Cheshire3 Object Model: Class Document

Module baseObjects :: Class Document

Class Document
source code

Known Subclasses:
document.StringDocument

A Document is the raw data which will become a record. It may be processed into a Record by a Parser, or into another Document type by a PreParser. Documents might be stored in a DocumentStore, if necessary, but can generally be discarded. Documents may be anything from a JPG file, to an unparsed XML file, to a string containing a URL. This allows for future compatability with new formats, as they may be incorporated into the system by implementing a Document type and a PreParser.

Instance Methods

__init__(self, data, creator="", history=[], mimeType="", parent=None)
The constructer takes the data which should be used to construct the document.
get_raw(self)
Return the raw data associated with this document.

Class Variables

documentStore  
id  
mimeType  
parent  
processHistory  
text  

Method Details

__init__(self, data, creator="", history=[], mimeType="", parent=None)
(Constructor)

source code 
The constructer takes the data which should be used to construct the document.
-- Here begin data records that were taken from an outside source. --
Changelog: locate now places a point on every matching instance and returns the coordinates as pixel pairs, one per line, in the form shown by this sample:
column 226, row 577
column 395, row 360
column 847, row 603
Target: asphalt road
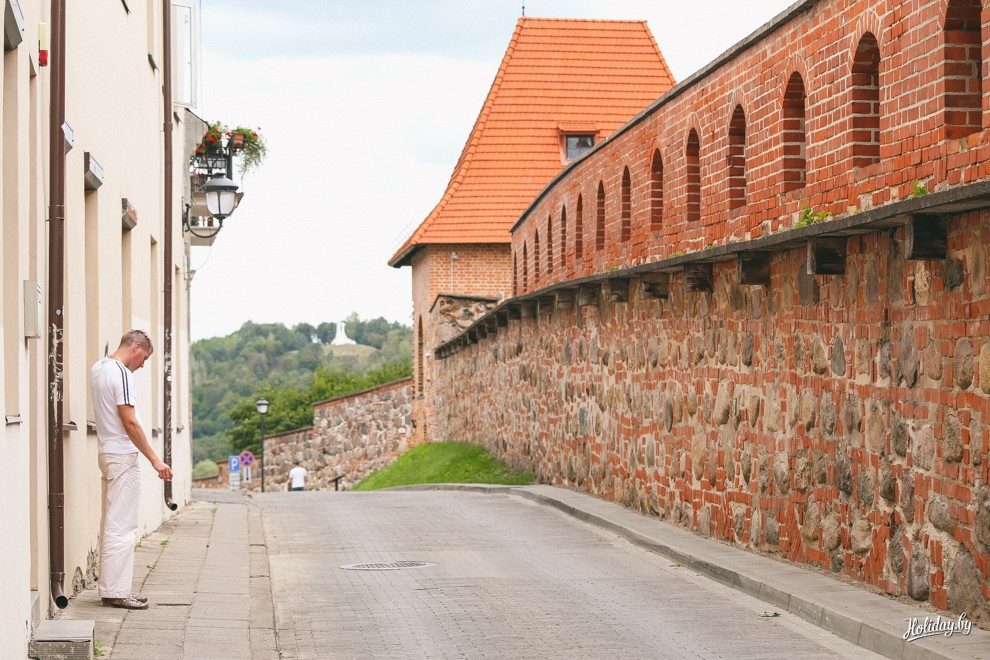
column 504, row 578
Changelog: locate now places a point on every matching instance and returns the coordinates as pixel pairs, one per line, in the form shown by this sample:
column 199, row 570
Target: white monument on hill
column 341, row 338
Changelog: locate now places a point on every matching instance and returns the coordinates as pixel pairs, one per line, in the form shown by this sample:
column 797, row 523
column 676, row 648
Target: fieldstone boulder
column 965, row 589
column 906, row 501
column 861, row 536
column 923, row 447
column 939, row 514
column 919, row 571
column 985, row 368
column 838, row 357
column 831, row 532
column 952, row 445
column 888, row 484
column 819, row 359
column 962, row 364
This is implementation dependant. It also optionally may take a creator object, process history information and a mimetype. The parent option is for documents which have been extracted from another document, for example pages from a book.

get_raw(self)

source code 
Return the raw data associated with this document.

Class Variable Details

documentStore

Value:
''                                                                     
      

id

Value:
-1                                                                    
      

mimeType

Value:
''                                                                     
      

parent

Value:
('', '', -1)                                                           
      

processHistory

Value:
[]                                                                     
      

text

Value:
''